People need to understand the dynamics of bank loans

Editor, The first duty of any deposit-taking institution should be to those who have deposited their money into its safe-keeping. The second is its shareholders, workers, suppliers and other service-providers. Banks are not charities and operate with a view to make a profit.

Sunday, January 04, 2015

Editor,

The first duty of any deposit-taking institution should be to those who have deposited their money into its safe-keeping. The second is its shareholders, workers, suppliers and other service-providers. Banks are not charities and operate with a view to make a profit.

Yes, interest rates in our country — and in Africa in general — are prohibitively high and do not encourage bank-based expenditure, be it for capital investment or for consumption. One’s expected returns would need to be extremely high to justify the exorbitant interest rates offered by our banks.

But banks are not the sole culprits. People need to understand the complex factors that determine various rates charged for different borrowers and class of loan.

First, an interest rate takes into account different factors: current and projected inflation rates and therefore the net value of the capital and the interest payments over the term of the loan.

Second is the creditworthiness of the individual borrower.

Third, is the net present value of alternative investments, such as government and other publicly-guaranteed short, medium and long-term paper.

In many African countries, many banks find it safer and almost just as profitable to lend their depositors’ money and any other funds they can borrow to the government by purchasing its bonds, rather than risk it with private borrowers without any credit history on which to base their individual interest calculations. Which is why they set very high uniform interest rates for all private borrowers in the hope those who are able to pay them will compensate for expected high losses from a high proportion of non-performing loans to borrowers with little or no credit history. The irony is that such high interest rates are themselves likely to push many loans into sure default.

And so the question becomes, what can be done about this situation which discourages or reduces lending to the private sector and households and therefore limits investment, consumption and the maximization of economic growth. I believe we have two possible supply-side approaches that could unblock the situation. The first is encouraging the creation of more - and especially specialist - financial institutions with mandates to lend to specific sectors or activities, for instance mortgage banks, perhaps with tax incentives to encourage them to lend to lower-income borrowers. A second solution might be the development of financial products that can more efficiently and effectively mobilize the savings of households of as many households of modest means as possible with a view to ensuring that the proceeds of such instruments are first and foremost plowed back into investments and expenditure that prioritizes the needs of that class of population, including in housing.

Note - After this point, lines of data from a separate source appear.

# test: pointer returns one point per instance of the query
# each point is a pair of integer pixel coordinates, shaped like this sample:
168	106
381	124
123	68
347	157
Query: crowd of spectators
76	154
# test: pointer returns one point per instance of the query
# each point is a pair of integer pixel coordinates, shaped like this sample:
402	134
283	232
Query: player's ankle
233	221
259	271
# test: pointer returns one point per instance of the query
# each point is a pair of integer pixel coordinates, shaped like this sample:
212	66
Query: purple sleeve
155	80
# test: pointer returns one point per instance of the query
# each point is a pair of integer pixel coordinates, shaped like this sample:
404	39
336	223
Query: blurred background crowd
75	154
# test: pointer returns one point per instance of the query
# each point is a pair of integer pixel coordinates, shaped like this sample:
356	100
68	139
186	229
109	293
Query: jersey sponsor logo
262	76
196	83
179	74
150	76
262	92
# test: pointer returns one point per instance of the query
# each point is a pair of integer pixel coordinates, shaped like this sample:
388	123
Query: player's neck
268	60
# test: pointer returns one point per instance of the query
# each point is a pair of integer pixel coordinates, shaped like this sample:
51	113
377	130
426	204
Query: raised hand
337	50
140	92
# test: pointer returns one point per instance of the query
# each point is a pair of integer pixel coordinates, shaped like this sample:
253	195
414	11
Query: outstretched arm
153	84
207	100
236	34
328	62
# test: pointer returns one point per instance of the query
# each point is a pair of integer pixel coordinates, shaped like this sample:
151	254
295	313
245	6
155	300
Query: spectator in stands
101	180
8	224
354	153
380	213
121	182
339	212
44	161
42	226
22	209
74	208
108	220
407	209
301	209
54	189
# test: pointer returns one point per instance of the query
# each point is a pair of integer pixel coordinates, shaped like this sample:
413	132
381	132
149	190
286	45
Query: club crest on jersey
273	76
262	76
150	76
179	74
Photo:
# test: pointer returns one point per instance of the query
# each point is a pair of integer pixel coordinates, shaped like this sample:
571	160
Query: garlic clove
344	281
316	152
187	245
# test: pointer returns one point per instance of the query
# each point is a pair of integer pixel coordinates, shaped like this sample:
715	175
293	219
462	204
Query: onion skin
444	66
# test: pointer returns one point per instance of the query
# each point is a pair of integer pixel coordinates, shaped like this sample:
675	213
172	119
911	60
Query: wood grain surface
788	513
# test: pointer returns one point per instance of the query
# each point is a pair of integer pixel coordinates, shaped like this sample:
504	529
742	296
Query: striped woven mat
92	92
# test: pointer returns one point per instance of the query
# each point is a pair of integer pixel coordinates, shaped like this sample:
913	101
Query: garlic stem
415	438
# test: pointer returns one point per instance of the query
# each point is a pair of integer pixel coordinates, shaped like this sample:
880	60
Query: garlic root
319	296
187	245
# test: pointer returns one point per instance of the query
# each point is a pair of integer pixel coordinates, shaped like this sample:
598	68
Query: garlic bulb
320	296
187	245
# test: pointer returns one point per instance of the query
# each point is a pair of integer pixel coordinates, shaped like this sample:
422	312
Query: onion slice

What we should avoid, where possible, is government-mandated bank investment or lending decisions, even though I have nothing against industrial policy. Without policies that favour specific strategic economic sectors with a high potential for growth and job creation; neither Japan, nor South Korea, China or the Asian Tigers would have achieved the economic miracles that are there for all of us to see.

MweneKalinda

Reaction to the article "Kigali City targets 1,000 affordable houses in 2015” (The New Times, January 2).